The Central Bank of Nigeria is projected to increase its policy rate by 100 basis points from 11.50% to 12.50% in the next half of 2021, Fitch Solutions says.
The Central Bank of Nigeria stayed the policy rate at its March monetary policy (MPC) meeting, the third consecutive time after cuts of 100 basis points in May and September 2020. This decision became necessary as an action to check risks to growth and inflation outlooks.
According to the CBN’s own statement, “concerns about the unabated rising trend of domestic prices” and a fragile exit from recession required that the MPC continue to focus on consolidating the recovery process.
Nonetheless the decision to increase the policy rate was not a unanimous one, as only three out of the ten MPC members voted for the rate hike.
Fitch Solutions expects that inflation will continue unabated over the ensuing quarters. Thus, attributed to rising import costs and food supply challenges.
Inflation shot up in 2020 averaging 13.2% and continued its run to 16.5% in January and 17.3% in February 2021. This was on the back of sharp rises in food and transport inflation, registering 21.8% and 14.1% respectively in February. This also includes struggling exchange rate, which is the cause of the increasing import costs.
Food supply inadequacies continue to underlie the rising food prices. Also, this has been exacerbated by rising food insecurity in food-producing areas.

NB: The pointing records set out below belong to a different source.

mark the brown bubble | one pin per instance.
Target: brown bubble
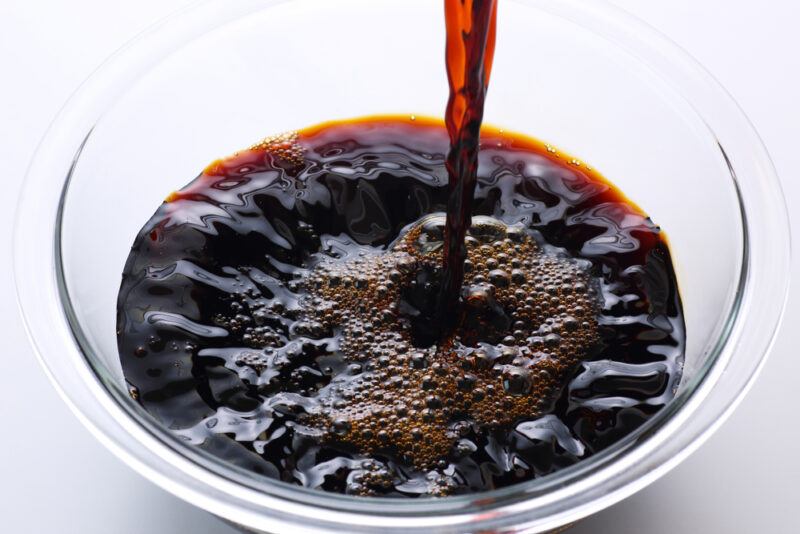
(406, 399)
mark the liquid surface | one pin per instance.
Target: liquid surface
(279, 312)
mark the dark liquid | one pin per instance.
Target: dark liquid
(471, 26)
(277, 313)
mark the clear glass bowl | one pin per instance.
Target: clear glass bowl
(218, 76)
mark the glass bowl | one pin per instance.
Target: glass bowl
(220, 75)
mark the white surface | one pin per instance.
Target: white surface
(55, 478)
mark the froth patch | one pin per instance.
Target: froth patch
(529, 318)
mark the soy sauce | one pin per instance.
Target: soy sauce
(471, 26)
(279, 312)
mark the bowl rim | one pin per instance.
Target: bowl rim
(606, 478)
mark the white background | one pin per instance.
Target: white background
(54, 477)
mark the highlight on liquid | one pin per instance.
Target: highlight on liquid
(281, 312)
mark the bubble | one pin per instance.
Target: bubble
(518, 300)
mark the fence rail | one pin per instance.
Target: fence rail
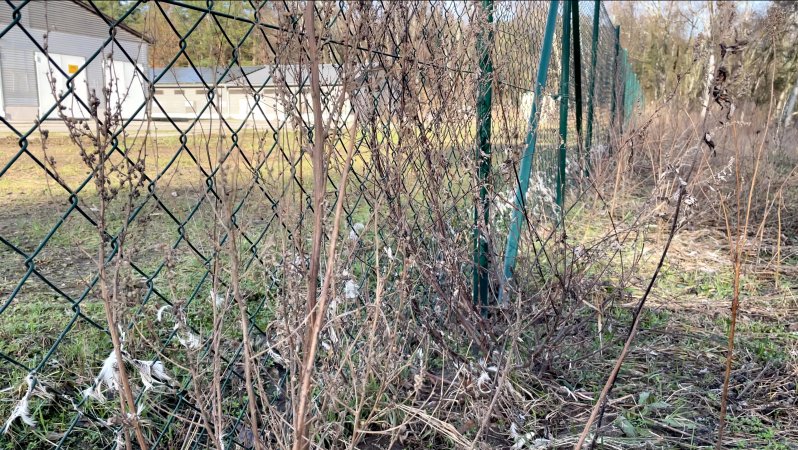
(151, 147)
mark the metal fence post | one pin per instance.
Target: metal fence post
(483, 151)
(514, 233)
(592, 88)
(565, 66)
(577, 37)
(613, 99)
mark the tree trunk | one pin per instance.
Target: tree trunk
(710, 66)
(790, 107)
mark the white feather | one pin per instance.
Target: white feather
(152, 373)
(22, 408)
(351, 289)
(108, 377)
(217, 299)
(161, 311)
(354, 233)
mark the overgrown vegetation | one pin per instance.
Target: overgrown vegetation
(234, 286)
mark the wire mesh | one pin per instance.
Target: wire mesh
(142, 139)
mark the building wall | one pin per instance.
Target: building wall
(73, 31)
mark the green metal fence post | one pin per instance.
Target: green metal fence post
(577, 37)
(592, 89)
(613, 100)
(514, 233)
(485, 93)
(565, 65)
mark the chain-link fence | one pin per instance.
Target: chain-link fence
(157, 170)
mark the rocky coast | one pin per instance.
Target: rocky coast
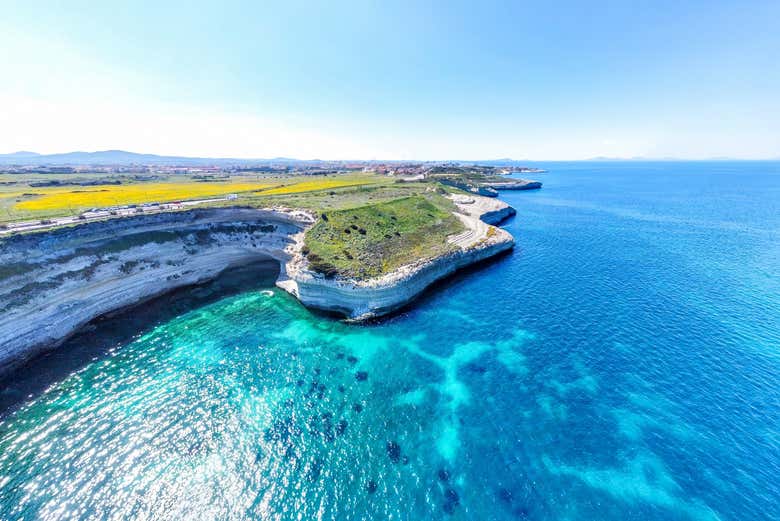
(55, 282)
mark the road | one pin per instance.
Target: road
(24, 226)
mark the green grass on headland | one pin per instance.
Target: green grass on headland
(372, 240)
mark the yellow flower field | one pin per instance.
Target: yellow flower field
(115, 195)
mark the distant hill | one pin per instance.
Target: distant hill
(124, 158)
(105, 157)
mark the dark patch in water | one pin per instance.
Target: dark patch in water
(393, 451)
(314, 471)
(451, 500)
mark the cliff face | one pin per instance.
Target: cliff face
(362, 299)
(52, 283)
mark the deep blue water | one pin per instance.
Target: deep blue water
(623, 362)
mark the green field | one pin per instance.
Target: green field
(375, 239)
(369, 225)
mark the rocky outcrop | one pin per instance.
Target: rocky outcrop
(518, 184)
(362, 299)
(53, 283)
(476, 189)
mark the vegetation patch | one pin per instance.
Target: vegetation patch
(372, 240)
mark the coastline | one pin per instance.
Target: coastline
(58, 281)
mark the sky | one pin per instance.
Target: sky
(422, 80)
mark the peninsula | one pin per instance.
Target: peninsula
(358, 244)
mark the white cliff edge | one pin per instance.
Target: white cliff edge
(53, 283)
(363, 299)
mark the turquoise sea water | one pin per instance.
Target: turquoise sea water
(623, 362)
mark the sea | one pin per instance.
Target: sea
(621, 363)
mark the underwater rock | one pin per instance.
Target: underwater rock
(314, 471)
(451, 500)
(393, 451)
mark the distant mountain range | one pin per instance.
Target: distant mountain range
(124, 158)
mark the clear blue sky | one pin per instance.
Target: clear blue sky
(394, 80)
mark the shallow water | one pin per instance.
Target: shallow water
(621, 363)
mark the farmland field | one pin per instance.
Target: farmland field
(21, 199)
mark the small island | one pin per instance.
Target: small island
(356, 243)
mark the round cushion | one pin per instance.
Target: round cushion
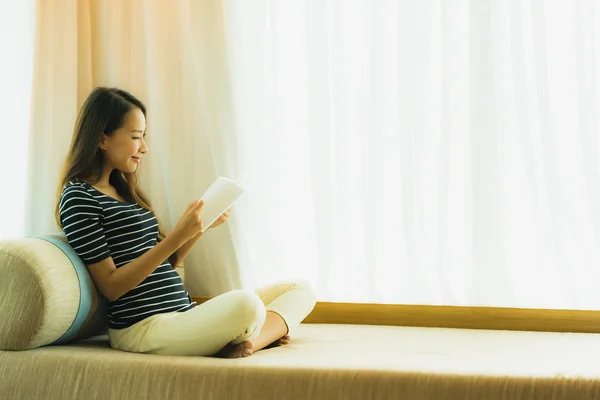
(46, 295)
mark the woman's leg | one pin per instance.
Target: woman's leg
(236, 316)
(233, 324)
(287, 305)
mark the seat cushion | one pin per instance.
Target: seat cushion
(330, 362)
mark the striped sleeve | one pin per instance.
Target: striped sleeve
(81, 220)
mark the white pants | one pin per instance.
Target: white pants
(232, 317)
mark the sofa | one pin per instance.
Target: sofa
(54, 346)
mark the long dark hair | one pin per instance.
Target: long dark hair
(103, 112)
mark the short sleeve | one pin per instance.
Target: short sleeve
(81, 220)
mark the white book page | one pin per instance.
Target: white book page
(218, 198)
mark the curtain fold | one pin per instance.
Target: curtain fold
(421, 152)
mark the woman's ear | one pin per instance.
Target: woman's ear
(102, 144)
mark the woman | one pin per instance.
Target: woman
(110, 223)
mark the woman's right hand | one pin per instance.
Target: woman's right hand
(190, 223)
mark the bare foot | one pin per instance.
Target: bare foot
(285, 340)
(243, 349)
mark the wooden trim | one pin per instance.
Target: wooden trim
(519, 319)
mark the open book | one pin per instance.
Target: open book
(218, 198)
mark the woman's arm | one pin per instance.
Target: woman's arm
(185, 249)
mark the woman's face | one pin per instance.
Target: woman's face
(124, 149)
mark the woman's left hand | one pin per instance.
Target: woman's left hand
(222, 219)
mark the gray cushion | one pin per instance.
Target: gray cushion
(41, 297)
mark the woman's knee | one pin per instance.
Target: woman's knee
(247, 308)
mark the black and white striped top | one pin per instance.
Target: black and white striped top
(97, 227)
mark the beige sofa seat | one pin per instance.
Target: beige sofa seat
(324, 362)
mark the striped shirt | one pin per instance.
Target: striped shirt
(98, 227)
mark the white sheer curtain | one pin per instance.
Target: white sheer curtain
(426, 152)
(16, 47)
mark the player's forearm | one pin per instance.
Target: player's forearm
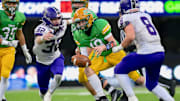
(20, 37)
(39, 39)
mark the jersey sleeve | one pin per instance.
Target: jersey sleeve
(39, 30)
(104, 27)
(23, 20)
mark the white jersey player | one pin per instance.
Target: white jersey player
(138, 27)
(49, 59)
(48, 51)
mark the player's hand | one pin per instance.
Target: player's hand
(117, 48)
(26, 54)
(13, 43)
(48, 36)
(99, 49)
(28, 57)
(77, 51)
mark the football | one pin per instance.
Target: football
(80, 60)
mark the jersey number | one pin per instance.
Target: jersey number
(52, 46)
(148, 25)
(9, 33)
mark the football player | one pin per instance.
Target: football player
(49, 59)
(115, 94)
(11, 23)
(139, 29)
(94, 39)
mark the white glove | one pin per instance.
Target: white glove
(13, 43)
(26, 54)
(117, 48)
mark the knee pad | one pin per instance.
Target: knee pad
(57, 78)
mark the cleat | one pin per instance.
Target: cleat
(47, 96)
(102, 98)
(115, 95)
(172, 87)
(132, 98)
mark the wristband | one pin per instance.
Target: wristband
(109, 45)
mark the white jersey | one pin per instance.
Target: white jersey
(48, 51)
(147, 39)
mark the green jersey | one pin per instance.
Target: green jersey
(8, 27)
(100, 30)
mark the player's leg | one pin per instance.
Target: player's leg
(169, 84)
(117, 57)
(114, 93)
(43, 78)
(7, 63)
(96, 84)
(57, 68)
(97, 64)
(152, 76)
(129, 63)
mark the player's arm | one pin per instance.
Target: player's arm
(20, 37)
(106, 32)
(42, 38)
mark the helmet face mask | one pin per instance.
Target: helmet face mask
(10, 6)
(127, 5)
(76, 4)
(84, 18)
(52, 17)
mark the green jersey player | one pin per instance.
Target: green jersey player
(95, 40)
(11, 22)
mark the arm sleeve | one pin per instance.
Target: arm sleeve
(23, 20)
(39, 30)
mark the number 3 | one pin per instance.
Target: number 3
(148, 25)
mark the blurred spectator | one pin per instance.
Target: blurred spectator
(31, 77)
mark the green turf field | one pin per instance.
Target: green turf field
(76, 94)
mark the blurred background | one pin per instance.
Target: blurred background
(165, 15)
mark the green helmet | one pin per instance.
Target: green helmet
(85, 14)
(85, 2)
(10, 10)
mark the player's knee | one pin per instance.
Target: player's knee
(5, 75)
(150, 87)
(58, 77)
(82, 80)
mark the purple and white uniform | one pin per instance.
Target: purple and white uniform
(49, 59)
(150, 52)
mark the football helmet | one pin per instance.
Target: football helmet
(10, 9)
(127, 5)
(74, 7)
(84, 14)
(49, 14)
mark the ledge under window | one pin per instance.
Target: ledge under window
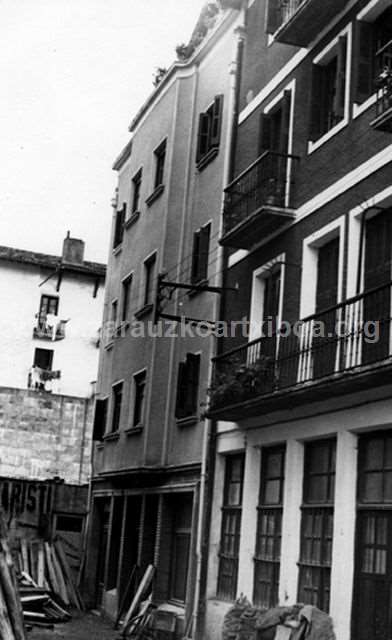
(312, 146)
(115, 435)
(155, 194)
(117, 250)
(209, 156)
(187, 422)
(194, 292)
(144, 311)
(132, 431)
(132, 219)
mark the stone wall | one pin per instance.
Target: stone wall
(44, 435)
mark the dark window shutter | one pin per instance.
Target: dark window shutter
(100, 419)
(363, 80)
(272, 16)
(265, 133)
(204, 252)
(340, 78)
(193, 370)
(195, 258)
(284, 136)
(327, 275)
(203, 135)
(181, 390)
(316, 106)
(216, 123)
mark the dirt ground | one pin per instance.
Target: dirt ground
(83, 626)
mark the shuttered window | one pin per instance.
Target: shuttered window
(119, 226)
(317, 523)
(210, 125)
(188, 386)
(231, 527)
(200, 253)
(328, 91)
(100, 417)
(269, 528)
(369, 38)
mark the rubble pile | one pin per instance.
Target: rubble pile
(245, 622)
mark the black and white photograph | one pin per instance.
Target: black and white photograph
(196, 326)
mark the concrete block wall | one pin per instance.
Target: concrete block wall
(44, 435)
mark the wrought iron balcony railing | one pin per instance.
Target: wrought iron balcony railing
(297, 22)
(383, 119)
(49, 328)
(259, 199)
(347, 337)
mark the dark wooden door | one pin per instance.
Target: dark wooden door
(377, 272)
(372, 615)
(324, 343)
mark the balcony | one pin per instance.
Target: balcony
(298, 22)
(48, 327)
(43, 379)
(383, 119)
(345, 349)
(258, 201)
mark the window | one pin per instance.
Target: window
(200, 253)
(370, 55)
(149, 272)
(317, 523)
(329, 90)
(119, 226)
(372, 606)
(231, 527)
(160, 156)
(188, 386)
(136, 188)
(117, 393)
(269, 528)
(126, 297)
(210, 124)
(43, 358)
(48, 305)
(139, 397)
(100, 417)
(181, 544)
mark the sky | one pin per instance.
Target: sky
(73, 73)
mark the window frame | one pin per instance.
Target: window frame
(228, 511)
(323, 58)
(139, 402)
(200, 254)
(209, 132)
(324, 511)
(116, 410)
(275, 512)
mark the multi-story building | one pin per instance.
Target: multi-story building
(151, 438)
(49, 333)
(302, 505)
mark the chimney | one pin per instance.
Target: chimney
(73, 250)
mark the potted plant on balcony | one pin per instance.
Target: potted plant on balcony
(240, 381)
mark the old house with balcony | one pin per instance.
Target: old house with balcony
(49, 333)
(302, 499)
(150, 435)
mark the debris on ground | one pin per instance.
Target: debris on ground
(245, 622)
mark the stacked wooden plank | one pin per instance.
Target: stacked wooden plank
(11, 616)
(46, 566)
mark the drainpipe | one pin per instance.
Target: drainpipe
(209, 437)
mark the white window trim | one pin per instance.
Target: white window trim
(347, 31)
(309, 264)
(291, 86)
(382, 198)
(133, 399)
(257, 296)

Economists from Fitch Solutions indicate that the pattern will continue over the coming months. Consequently, expectations are that food inflation would remain a major driver of overall price growth in 2021. Imported price pressure will also persist due to the continued depreciation of the naira.
Nigeria’s growth forecast
Fitch expects Nigeria’s GDP to remain weak in the H1 of 2021, and as a result, restrain the CBN from tightening policy rate in its next meeting.
Among other things, the slow rollout of the government’s Covid-19 vaccine programme continues to delay consumer and business confidence. Thus, economic activity has seen nearly negligible improvement.
Furthermore, Nigeria’s manufacturing and non-manufacturing Purchasing Managers Indices have increased slightly from 44.9 and 43.3 respectively in January and 48.7 each in February. However, the values still fall below 50 indicating continued slow economic activity.
Fitch expects Nigeria’s economy to strengthen in H2 of 2021 as the vaccination programme gathers momentum. This is likely to lead to further easing of social distancing measures, alongside rising consumption and investment.
Fitch Solutions, therefore forecasts growth to increase slightly to 1.8%. This mild improvement in H2 of 2021 will provide space for the CBN to shift focus to inflation targeting while supporting the naira.
Also, Fitch Solutions expect the CBN to hold the policy rate at the 12.5% rate farther into 2022. This is in anticipation of the balanced outlook on inflation and growth.
Furthermore, inflation will remain well above the target band (6.0-9.0%), indicating a return to monetary policy easing, Fitch notes. GDP growth will also increase to 2.7%, reflecting the waning effects of the pandemic, and correction of structural challenges on economic activity.
As a major oil exporter, the rollout of the vaccine in developed and emerging markets affect the recovery in oil.
In the event where there are prolonged delays in the distribution of vaccines, this recovery may stall or remain weak. Thus affecting the increased growth forecast, Fitch cautions.